Investment manager Hargreaves Lansdown has beaten weak stock markets and bad economic news to report a jump in both profits and revenues.
The company said revenues increased 15 per cent to £238.7m while pre-tax profits rose 21 per cent to a record £152.8m in the year to June 30.
The group’s growth came despite a seven per cent slide in the FTSE All Share index over the year.
The bumper results triggered a bigger than expected dividend payout and means founders Peter Hargreaves and Stephen Lansdown, who are still major shareholders, will receive £34.4m and £21.6m respectively.

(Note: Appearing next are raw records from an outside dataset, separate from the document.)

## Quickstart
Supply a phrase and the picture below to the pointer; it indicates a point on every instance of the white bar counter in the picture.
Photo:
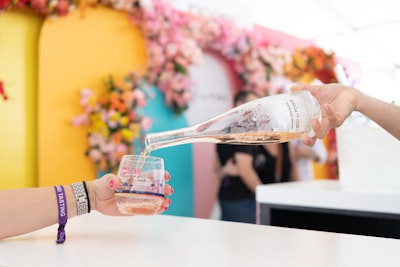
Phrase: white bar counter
(326, 204)
(162, 240)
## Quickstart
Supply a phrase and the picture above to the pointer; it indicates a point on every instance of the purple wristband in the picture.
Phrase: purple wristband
(62, 213)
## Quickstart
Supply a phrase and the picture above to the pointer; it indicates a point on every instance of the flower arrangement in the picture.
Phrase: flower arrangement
(112, 120)
(42, 7)
(175, 41)
(309, 63)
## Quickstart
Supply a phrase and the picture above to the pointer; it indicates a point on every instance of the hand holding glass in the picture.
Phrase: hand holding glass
(141, 188)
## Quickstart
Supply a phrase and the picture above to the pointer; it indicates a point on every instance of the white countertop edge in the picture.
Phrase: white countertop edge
(330, 194)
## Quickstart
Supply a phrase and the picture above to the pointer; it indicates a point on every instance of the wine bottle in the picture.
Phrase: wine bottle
(271, 119)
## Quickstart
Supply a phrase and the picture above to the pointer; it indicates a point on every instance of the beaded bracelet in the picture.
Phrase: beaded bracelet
(81, 196)
(62, 213)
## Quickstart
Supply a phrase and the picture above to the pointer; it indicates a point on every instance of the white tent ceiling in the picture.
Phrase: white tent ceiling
(365, 31)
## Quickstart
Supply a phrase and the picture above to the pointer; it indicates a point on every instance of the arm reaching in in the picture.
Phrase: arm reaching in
(29, 209)
(339, 101)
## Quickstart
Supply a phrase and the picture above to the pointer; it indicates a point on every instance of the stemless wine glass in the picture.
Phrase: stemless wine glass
(141, 186)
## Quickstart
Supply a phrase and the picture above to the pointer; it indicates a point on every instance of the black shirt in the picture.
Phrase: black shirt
(263, 162)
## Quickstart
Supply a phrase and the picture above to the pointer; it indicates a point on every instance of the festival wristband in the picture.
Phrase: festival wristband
(81, 197)
(62, 213)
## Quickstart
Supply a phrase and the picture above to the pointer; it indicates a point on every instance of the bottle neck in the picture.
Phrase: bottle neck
(154, 141)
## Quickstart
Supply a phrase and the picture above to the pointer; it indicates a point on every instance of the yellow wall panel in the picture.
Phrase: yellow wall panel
(19, 33)
(77, 52)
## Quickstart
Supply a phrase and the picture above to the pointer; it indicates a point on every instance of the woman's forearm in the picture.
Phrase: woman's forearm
(30, 209)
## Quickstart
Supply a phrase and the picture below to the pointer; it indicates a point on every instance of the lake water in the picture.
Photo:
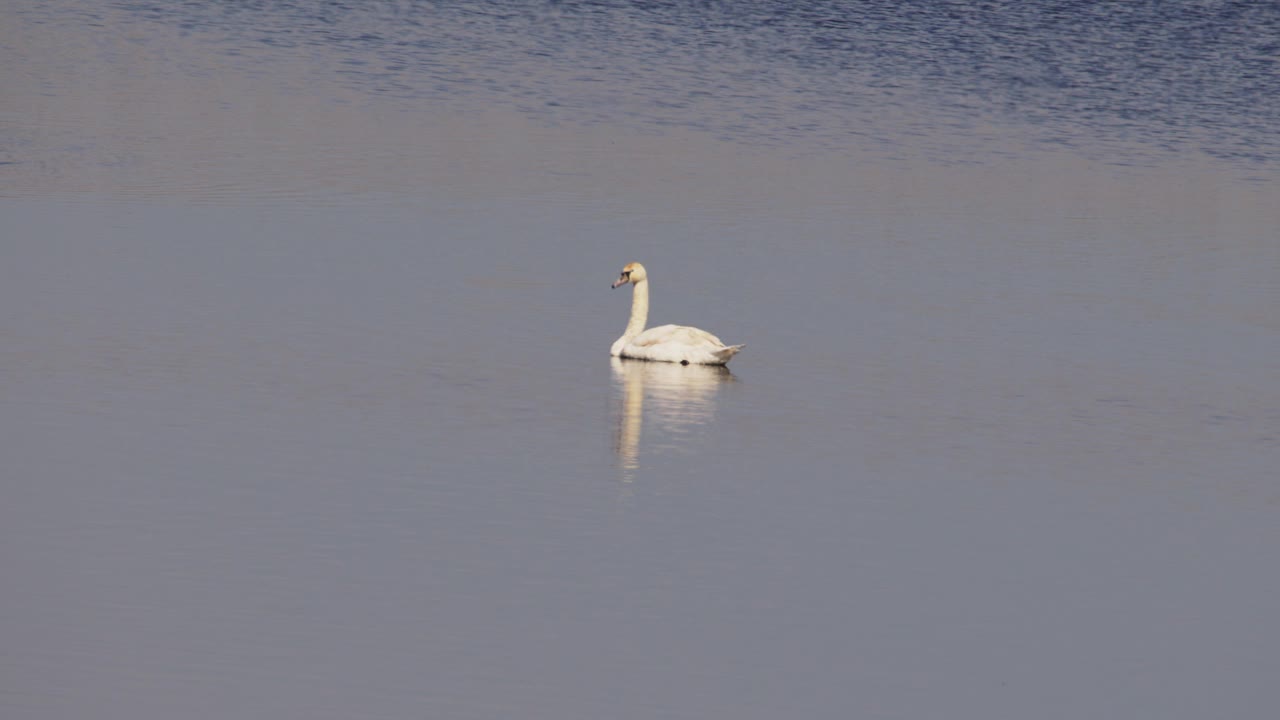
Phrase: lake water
(306, 408)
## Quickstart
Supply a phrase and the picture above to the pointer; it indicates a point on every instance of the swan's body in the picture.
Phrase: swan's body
(666, 343)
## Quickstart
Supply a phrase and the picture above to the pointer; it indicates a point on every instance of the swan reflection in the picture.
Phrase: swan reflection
(679, 399)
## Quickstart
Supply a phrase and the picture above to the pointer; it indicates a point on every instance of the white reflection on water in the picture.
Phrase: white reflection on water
(681, 400)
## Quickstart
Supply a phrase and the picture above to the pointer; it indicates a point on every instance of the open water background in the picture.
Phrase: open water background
(306, 408)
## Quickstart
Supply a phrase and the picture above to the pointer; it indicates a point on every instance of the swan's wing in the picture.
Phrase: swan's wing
(676, 335)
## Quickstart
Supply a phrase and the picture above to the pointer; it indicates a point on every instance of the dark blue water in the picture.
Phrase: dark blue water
(306, 409)
(1132, 82)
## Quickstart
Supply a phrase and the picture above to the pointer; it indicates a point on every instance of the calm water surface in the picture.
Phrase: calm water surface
(306, 408)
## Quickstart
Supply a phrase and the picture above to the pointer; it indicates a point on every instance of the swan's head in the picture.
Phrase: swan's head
(632, 273)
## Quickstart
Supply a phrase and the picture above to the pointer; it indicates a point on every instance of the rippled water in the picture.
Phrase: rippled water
(306, 406)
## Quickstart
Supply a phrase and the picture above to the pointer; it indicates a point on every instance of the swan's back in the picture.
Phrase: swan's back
(680, 343)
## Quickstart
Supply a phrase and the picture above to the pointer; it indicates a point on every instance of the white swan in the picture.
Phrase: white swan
(667, 343)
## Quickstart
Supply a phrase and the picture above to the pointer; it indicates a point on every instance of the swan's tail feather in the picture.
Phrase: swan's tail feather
(726, 352)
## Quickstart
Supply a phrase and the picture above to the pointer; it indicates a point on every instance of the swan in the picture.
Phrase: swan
(667, 343)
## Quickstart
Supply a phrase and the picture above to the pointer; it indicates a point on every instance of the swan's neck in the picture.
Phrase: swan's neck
(639, 317)
(639, 309)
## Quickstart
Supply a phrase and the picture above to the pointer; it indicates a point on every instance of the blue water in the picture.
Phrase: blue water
(1141, 80)
(306, 408)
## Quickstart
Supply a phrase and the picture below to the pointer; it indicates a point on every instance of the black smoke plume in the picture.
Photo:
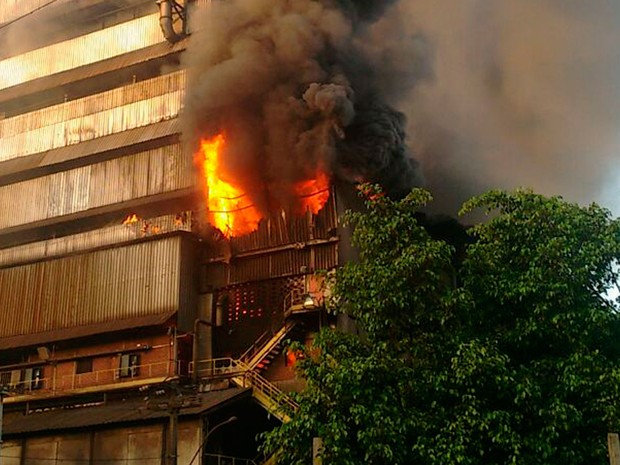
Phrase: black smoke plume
(293, 86)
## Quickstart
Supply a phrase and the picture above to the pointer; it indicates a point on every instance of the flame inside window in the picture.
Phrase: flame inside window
(231, 209)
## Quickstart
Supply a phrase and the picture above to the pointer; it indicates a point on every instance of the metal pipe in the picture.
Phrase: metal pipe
(209, 433)
(165, 21)
(3, 392)
(196, 346)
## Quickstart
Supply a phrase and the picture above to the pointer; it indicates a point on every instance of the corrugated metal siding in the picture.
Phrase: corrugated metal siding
(93, 104)
(11, 9)
(299, 253)
(137, 280)
(94, 239)
(154, 171)
(83, 50)
(88, 148)
(75, 130)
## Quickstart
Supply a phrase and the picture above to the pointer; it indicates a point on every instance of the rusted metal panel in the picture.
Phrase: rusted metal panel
(155, 171)
(113, 413)
(74, 130)
(97, 238)
(69, 79)
(93, 104)
(12, 9)
(325, 256)
(80, 51)
(136, 280)
(25, 340)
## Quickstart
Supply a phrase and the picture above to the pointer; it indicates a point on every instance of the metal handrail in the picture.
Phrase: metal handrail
(223, 367)
(274, 393)
(93, 378)
(256, 346)
(295, 298)
(227, 460)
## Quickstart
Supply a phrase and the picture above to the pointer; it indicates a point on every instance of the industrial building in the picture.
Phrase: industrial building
(131, 330)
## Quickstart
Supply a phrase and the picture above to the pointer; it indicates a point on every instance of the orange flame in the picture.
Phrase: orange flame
(230, 208)
(313, 193)
(133, 218)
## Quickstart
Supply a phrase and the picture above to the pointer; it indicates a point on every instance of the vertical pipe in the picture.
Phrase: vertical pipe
(173, 435)
(2, 394)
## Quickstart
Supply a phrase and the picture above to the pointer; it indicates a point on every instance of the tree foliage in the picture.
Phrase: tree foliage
(509, 357)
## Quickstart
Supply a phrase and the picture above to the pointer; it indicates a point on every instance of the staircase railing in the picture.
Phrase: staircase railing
(258, 351)
(276, 401)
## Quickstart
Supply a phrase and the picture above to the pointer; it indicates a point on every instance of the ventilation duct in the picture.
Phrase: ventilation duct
(169, 11)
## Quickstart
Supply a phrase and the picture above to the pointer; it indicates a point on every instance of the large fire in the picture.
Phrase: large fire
(230, 208)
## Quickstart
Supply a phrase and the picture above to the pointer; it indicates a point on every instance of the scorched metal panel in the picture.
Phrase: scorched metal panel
(83, 50)
(127, 282)
(93, 239)
(82, 128)
(155, 171)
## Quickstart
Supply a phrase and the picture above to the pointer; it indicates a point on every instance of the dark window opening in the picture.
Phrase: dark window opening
(129, 365)
(84, 365)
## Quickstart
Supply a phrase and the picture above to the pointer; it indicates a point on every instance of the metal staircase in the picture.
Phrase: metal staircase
(260, 354)
(272, 398)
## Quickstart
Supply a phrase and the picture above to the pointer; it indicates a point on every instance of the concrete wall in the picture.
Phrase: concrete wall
(128, 445)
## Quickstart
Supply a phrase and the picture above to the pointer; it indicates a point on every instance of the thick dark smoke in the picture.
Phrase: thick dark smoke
(525, 93)
(293, 86)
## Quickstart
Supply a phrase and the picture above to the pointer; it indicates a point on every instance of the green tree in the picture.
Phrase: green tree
(509, 357)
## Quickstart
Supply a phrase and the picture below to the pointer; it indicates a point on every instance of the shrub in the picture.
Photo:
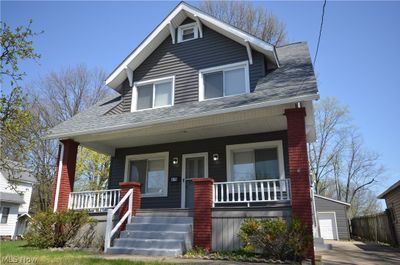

Mr Lansdown announced he will step down from the board.
The company’s Vantage platform, which allows investors to put their money into a range of products, attracted 45,000 new active clients, taking the total number to 425,000.
Assets under administration rose seven per cent to £26.3bn despite the stock market declines, as it attracted more customers.
The industry in which Hargreaves operates is to receive a major shake-up, known as the Retail Distribution Review, which will come in two phases.
The first phase due at the end of 2012 will see financial advisers forced to charge for advice but will not impact Hargreaves as it already charges. It said the change could help attract new customers.
But the second phase is likely to see fund management platforms banned from receiving commission from fund managers for listing their products.